Se faire bercer

Harold Dull, instigateur du watsu, en pleine méditation aquatique avec Joblo. Intimité, abandon, douceur complètent ce massage californien en eau chaude.
Photo: Source Josée Blanchette Harold Dull, instigateur du watsu, en pleine méditation aquatique avec Joblo. Intimité, abandon, douceur complètent ce massage californien en eau chaude.

Que nous ayons connu ou non les bras où se réfugier, l’amour inconditionnel où s’oublier, le silence qui pardonne, la consolation de l’épaule, le temple du maternage où se recueillent tous les meurtris de la terre, il demeure la nostalgie d’un lieu secret qui remonte à la nuit des temps. Tous les enfants le disent avec candeur et ne rêvent que d’y retourner jusqu’à l’âge de raison.

Dans le bercement d’un liquide tiède, quelque part entre l’amniotique et l’abandon, j’ai été initiée au massage watsu (water shiatsu) sous les étoiles de la Patagonie, il y a 12 ans, dans un bassin d’eau thermale chaude. J’avais fait 17 heures d’avion et quelques heures de route, sans compter les 5 heures de catamaran, pour expérimenter cette thérapie de l’âme et du corps sous d’autres cieux. Joël, un massothérapeute chilien qui maîtrisait le watsu, m’avait convaincue de le suivre jusqu’aux eaux de Puyuhuapi pour expérimenter ce rebirth de minuit.


Depuis ce voyage austral, j’ai renoué quelquefois avec le watsu au Québec, au spa d’Eastman, en Estrie, avec le même étonnement dubitatif. Comment ce tango aquatique peut-il toucher à la fois le fond et la forme, l’émotif, le mental et le physique ? Et vous faire dormir comme un bébé ?

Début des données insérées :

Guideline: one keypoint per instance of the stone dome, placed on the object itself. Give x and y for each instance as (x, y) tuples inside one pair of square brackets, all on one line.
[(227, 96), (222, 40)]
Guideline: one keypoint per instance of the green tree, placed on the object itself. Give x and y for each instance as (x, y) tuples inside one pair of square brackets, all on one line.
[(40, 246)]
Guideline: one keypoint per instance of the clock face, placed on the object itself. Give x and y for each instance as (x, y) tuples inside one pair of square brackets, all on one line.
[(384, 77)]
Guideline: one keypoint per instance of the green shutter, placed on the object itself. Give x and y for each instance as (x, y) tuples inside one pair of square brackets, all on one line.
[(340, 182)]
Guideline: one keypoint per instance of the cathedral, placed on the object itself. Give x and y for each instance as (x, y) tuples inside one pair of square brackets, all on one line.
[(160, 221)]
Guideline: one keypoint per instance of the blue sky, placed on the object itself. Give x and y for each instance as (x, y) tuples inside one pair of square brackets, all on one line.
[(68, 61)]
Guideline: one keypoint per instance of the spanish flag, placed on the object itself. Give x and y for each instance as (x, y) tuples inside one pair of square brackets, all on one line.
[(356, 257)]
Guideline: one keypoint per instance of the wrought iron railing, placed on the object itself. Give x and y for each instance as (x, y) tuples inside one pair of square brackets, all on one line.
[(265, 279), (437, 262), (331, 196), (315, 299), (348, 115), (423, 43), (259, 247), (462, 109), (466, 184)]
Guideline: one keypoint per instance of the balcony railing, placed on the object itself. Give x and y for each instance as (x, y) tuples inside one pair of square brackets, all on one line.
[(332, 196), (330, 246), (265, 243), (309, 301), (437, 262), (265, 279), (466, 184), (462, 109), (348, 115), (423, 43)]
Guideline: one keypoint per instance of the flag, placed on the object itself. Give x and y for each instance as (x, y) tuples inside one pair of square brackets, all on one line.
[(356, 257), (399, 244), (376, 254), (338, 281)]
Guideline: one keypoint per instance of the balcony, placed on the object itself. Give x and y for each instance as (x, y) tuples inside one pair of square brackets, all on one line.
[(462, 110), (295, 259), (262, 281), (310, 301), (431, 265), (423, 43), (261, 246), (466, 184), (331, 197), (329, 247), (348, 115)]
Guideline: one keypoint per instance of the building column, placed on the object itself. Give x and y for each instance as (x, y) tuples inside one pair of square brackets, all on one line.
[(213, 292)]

Ce bain flottant assisté permet de plonger à l’intérieur de soi. Le watsu a des effets insoupçonnés, il est utilisé pour apaiser une variété de maux et d’états « paranormaux », troubles du sommeil, anxiété et stress, scoliose, fibromyalgie, mastectomie, douleurs chroniques, paraplégie, grossesse. Le massothérapeute en watsu assure une présence constante qui confine à l’intimité et à l’enveloppement, voire à la tendresse. « Plusieurs personnes n’ont jamais été prises ou entourées de façon inconditionnelle. Nous avons tous ce besoin et il n’y a pas seulement le sexe pour y arriver », confie de sa voix douce Harold Dull. L’initiateur de la méthode était de passage à Eastman cet automne pour enseigner le watsu à six massothérapeutes. Harold, une longue tige de 77 ans, vit près de San Francisco et voyage à travers le monde pour partager ses 35 années d’expérience dans l’eau. Cette vie en apesanteur, bercée par les clapotis de l’eau, a modifié les cellules de son être : « Jamais, avant, je ne m’étais senti « un » avec les autres. Le watsu abolit les frontières. »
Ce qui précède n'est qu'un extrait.